Beim V12 Projektfahrzeug sind ja schon einige Themen zur Hinterachsüberholung im Detail besprochen worden. Die Achsschenkel sind damals jedoch nicht überholt worden. In dieser Anleitung nun eine komplette Übersicht über die Arbeiten für eine revidierte E30 Hinterachse.




Motivation für einen farblich abgestimmten Aufbau der E30 Achsen war dieses Foto was mich schon vor Monaten bei Instagram begeistert hat. Alle Achsteile wurden in verschiedenen knalligen Farben gepulvert. Als Ausstellungsstück sicher sehr beeindruckend.

Für die verschiedenen E30 Fahrwerksteile habe ich folgende Farbtöne gewählt:
  • Achsschenkel, Achsträger: RAL 7005 mausgrau
  • Federn, Stabilisatoren RAL 5002 ultramarinblau
  • Bremssättel, Flexlager: RAL 3020 verkehrsrot / bmw-brillantrot
  • Ankerbleche: RAL 5012 lichtblau


Der Hinterachsträger wird seiner Tonnenlager befreit und nach grober Reinigung auf Risse und größere Rostlöcher untersucht.

Weitere Infos zur Aufarbeitung Hinterachsträger und Stabis

Prinzipiell kann jeder E30 oder E36 Compact Träger genutzt werden. Die Unterschiede im Bereich der Auspuffhalterung sind für die meisten  Projekte nicht relevant. Compact Träger sind in der Regel wesentlich weniger verrostet und daher zu bevorzugen.

Im Bild der fertig gestrahlte und in RAL 7005 mausgrau gepulverte E30 Träger samt Stabi in RAL 5002.



Die Achsschwingen ( = Achsschenkel = Längslenker) können aus jedem E30 mit Scheibenbremsen stammen. Das wären also die Modelle 323i, 318is, 325e, 325i, sowie alle Tourings und Cabrios. Die kleineren Motorisierungen haben ebenfalls hinten Scheibenbremsen verbaut, wenn ABS als Sonderausstattung gewählt wurde.

Schwingen aus einem 316, 316i, 318i 320i ohne ABS, also mit Trommelbremse hinten können nicht auf Scheibenbremsen aufgerüstet werden und sind für die meisten Projekte somit nicht zu gebrauchen.


Im Foto links eine 323ti E36 Compact Schwinge und rechts in rot eine E30 325i Schwinge.
Die E36 Compact Schenkel sind interessant, weil sie schon ab Werk den 5x120 Lochkreis besitzen und preiswert verfügbar sind. Die Spur wird mit Compact Naben 19mm je Seite breiter, was bei der Felgenwahl zu beachten ist. Eine Felgen ET um die 35 oder höher passt mit diesen Naben unters E30 Serienblech.

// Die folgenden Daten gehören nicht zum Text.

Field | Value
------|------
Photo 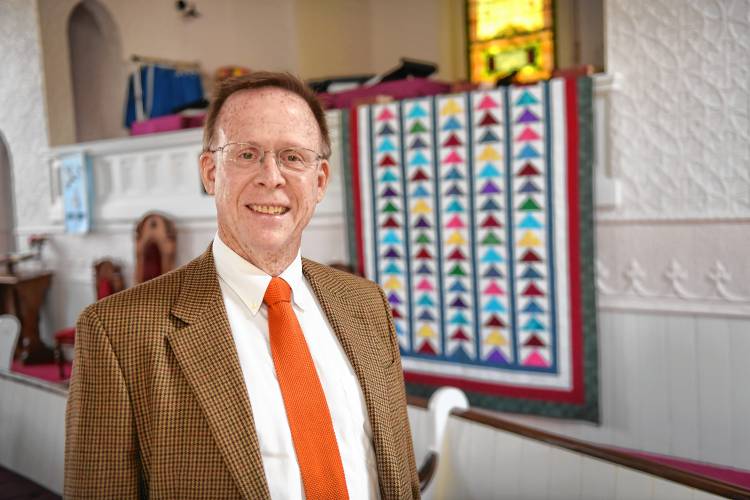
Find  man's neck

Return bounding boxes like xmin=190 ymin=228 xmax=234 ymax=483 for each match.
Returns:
xmin=219 ymin=230 xmax=299 ymax=276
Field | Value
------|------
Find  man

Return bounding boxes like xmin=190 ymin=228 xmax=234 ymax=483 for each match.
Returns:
xmin=65 ymin=72 xmax=419 ymax=499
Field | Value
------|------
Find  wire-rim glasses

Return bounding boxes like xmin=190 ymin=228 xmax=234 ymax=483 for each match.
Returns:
xmin=208 ymin=142 xmax=324 ymax=172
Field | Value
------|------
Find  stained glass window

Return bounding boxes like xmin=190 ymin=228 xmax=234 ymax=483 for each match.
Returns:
xmin=467 ymin=0 xmax=555 ymax=83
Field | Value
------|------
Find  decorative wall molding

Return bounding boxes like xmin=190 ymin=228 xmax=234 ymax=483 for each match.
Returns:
xmin=596 ymin=259 xmax=750 ymax=318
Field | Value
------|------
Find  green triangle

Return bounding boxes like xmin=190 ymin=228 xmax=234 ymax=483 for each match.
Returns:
xmin=409 ymin=120 xmax=427 ymax=134
xmin=381 ymin=201 xmax=398 ymax=214
xmin=448 ymin=264 xmax=466 ymax=276
xmin=416 ymin=233 xmax=432 ymax=245
xmin=482 ymin=231 xmax=503 ymax=245
xmin=518 ymin=198 xmax=542 ymax=212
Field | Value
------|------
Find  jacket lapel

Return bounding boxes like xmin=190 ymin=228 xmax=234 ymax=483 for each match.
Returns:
xmin=302 ymin=259 xmax=401 ymax=499
xmin=167 ymin=248 xmax=270 ymax=498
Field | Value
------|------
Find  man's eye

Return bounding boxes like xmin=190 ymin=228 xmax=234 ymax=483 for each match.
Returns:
xmin=284 ymin=151 xmax=303 ymax=163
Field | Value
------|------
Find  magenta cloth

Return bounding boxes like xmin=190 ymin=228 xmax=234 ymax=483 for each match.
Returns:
xmin=10 ymin=361 xmax=73 ymax=383
xmin=130 ymin=114 xmax=205 ymax=135
xmin=318 ymin=78 xmax=451 ymax=109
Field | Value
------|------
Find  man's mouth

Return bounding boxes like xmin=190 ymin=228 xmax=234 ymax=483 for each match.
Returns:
xmin=247 ymin=205 xmax=289 ymax=215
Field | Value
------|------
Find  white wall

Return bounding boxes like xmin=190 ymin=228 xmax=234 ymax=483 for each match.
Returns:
xmin=502 ymin=0 xmax=750 ymax=469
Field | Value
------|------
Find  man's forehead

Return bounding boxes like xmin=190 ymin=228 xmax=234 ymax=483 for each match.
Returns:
xmin=217 ymin=87 xmax=319 ymax=133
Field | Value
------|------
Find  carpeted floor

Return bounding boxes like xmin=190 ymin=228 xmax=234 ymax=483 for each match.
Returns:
xmin=0 ymin=467 xmax=62 ymax=500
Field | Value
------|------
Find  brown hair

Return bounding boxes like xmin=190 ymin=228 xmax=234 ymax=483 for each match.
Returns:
xmin=203 ymin=71 xmax=331 ymax=158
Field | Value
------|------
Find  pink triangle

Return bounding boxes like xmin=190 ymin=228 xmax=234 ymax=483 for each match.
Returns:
xmin=445 ymin=215 xmax=466 ymax=229
xmin=417 ymin=278 xmax=435 ymax=292
xmin=516 ymin=127 xmax=542 ymax=141
xmin=522 ymin=349 xmax=549 ymax=368
xmin=482 ymin=281 xmax=505 ymax=295
xmin=377 ymin=108 xmax=393 ymax=121
xmin=443 ymin=151 xmax=464 ymax=163
xmin=477 ymin=95 xmax=497 ymax=109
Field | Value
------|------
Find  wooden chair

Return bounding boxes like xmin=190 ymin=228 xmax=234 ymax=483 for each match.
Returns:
xmin=55 ymin=259 xmax=125 ymax=380
xmin=134 ymin=212 xmax=177 ymax=284
xmin=0 ymin=314 xmax=21 ymax=371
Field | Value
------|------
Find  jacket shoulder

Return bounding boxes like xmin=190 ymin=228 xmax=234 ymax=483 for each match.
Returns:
xmin=302 ymin=259 xmax=382 ymax=300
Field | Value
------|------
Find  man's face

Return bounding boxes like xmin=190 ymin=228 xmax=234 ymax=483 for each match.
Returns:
xmin=201 ymin=87 xmax=328 ymax=265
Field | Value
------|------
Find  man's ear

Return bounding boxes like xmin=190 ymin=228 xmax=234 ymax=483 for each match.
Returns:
xmin=199 ymin=151 xmax=216 ymax=195
xmin=316 ymin=160 xmax=331 ymax=203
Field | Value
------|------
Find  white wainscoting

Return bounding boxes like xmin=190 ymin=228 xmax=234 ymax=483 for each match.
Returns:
xmin=484 ymin=311 xmax=750 ymax=469
xmin=0 ymin=371 xmax=67 ymax=497
xmin=409 ymin=407 xmax=732 ymax=500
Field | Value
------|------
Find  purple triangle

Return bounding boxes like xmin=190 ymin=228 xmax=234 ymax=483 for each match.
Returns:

Die Schwingen des E36 323ti Compacts besitzen weiterhin Verstärkungsstreben. Leider kollidiert die rechte Strebe beim Einfedern mit dem E30 Tankrohr. Weiterhin sind die Aufnahmen für den ABS Sensor beim Compact generell abweichend ausgeführt. Somit sind die 323ti Schwingen zwar schick, aber eher was für Leute die zusätzliche Herausforderungen suchen.

Die E36 318ti Compact Schwingen bis auf die fehlenden Streben fast baugleich. Sie besitzen kleinere Radlager (können also z.B. später nicht auf Z4 Naben umgebaut werden), sind  aber ansonsten gut im E30 einsetzbar.
Es gibt am E30 (und E36 Compact) zwei verschieden große Radlager. Bis Baujahr 9/85 am E30 (also bei allen 323i) sind im Durchmesser kleinere 72mm Radlager verbaut, wie auch bei den kleineren E36 Compact und Z3 Modellen. Die E30 ab 9/85 und die 323ti Compact, sowie größeren Z3 Modelle haben dann 75mm große Radlager. Beide Größen funktionieren problemlos im E30. Lediglich bei Umbauplänen auf andere Naben ist dieser Unterschied zu beachten.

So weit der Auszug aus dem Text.